As soon as the boys left, he settled in to read the rest of Irwin’s Diamond Foot book. He hoped the wild bats would forget about him. But just as he reached the part where Diamond Foot kicks his way into a secret underground vault filled with rubies (nearly falling into the five-headed lizard’s tricky trap), there was a knock at the window. Babybat’s fang-filled face appeared, pressed against the glass. She waved with one wingtip for him to come outside.

“Greetings, Babybat,” he said from the doorway. “Where is yours’s mummy?”

She motioned into the distance. Megabat could just make out the silhouette of a large bat. “Is hers gone hunting?”

Babybat nodded.

“Mine was just reading a most adventuresome story. Would yours like to read togethers?”

But Babybat didn’t seem interested in books. She loop-de-looped dangerously around some trees and came skidding in for a landing on the porch.

“Yours wants to fly swoopily through the dark forest?” Megabat asked.

She tugged on his wing.

“And yours wants mine to coming alsowise?”

She grinned.

An owl hooted. The tree branches shifted in the wind. Somewhere on the lake, a loon gave an eerie call that made Megabat shiver.
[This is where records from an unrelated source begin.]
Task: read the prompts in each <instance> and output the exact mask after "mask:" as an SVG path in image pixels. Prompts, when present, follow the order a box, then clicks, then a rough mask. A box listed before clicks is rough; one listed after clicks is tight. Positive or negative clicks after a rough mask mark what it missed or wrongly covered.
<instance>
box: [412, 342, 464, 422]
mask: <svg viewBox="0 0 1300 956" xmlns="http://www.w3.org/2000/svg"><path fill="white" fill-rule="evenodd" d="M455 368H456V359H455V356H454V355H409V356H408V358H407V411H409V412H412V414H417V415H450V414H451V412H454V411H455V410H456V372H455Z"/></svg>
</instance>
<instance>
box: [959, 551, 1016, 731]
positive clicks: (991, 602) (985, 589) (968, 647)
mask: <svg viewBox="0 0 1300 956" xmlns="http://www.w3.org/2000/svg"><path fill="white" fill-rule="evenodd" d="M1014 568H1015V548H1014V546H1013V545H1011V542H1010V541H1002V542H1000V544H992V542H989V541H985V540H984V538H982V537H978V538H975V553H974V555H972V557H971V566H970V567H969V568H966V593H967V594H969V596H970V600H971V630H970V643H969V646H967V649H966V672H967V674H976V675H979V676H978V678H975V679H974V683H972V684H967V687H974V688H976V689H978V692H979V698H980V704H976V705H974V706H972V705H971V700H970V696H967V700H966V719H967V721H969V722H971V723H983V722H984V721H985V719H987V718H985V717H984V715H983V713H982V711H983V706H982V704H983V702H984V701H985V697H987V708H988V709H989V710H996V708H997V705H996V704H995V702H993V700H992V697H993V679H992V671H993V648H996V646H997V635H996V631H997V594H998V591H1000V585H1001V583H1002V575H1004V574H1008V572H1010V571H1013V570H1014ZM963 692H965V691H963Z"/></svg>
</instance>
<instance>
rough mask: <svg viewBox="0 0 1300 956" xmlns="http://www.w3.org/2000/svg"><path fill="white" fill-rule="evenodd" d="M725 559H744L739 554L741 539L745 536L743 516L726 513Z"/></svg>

“Perhapsing another time. Mine gots a muchly funner idea,” he said. “Coming this way.”

Megabat flew past the cabins and the dining hall.

“This is being the craft room,” he said, as he landed on a table with Babybat close behind. She sniffed some supplies: paint, glitter-glue, Scotch tape. Suddenly, she reared up, flared her wings, pounced on a pipe cleaner and tore at it with her fangs.

“No, no, Babybat.” Megabat pulled it from her mouth. “That’s not being a critterpillar. Yours can’t eating that.”

Babybat stuck out her bottom lip in a pout—but soon she spotted a jar of bright beads. She flew across the room.

“Stopping that, Babybat!” Megabat hollered, but it was too late. She’d buried her face in the jar and was tossing beads up in the air one by one, batting them with her wingtip. One pinged against the light fixture and a few more bounced off the window.

Megabat glowered at her. He pointed to a box filled with pom-poms. “Playing with these while yours waits,” he ordered. She couldn’t hurt herself or break anything in there. “Mine will be right back with some sumplies.”

Megabat had hidden in Daniel’s pocket all afternoon, watching through the buttonhole. He knew what they needed for the craft he had in mind, and he made quick work of flying around the camp, gathering the things and dragging them back.

By then, Babybat had abandoned the pom-poms and was eyeing the scissors dangerously, but Megabat distracted her just in time.

“Mine knows a wild bat like yours-self leads an adventuresome life of thrillingness,” Megabat said, “so yours will loving this craft. It’s being called tie…” He paused for dramatic effect. “And die.”

Babybat gasped, then grinned with all her fangs.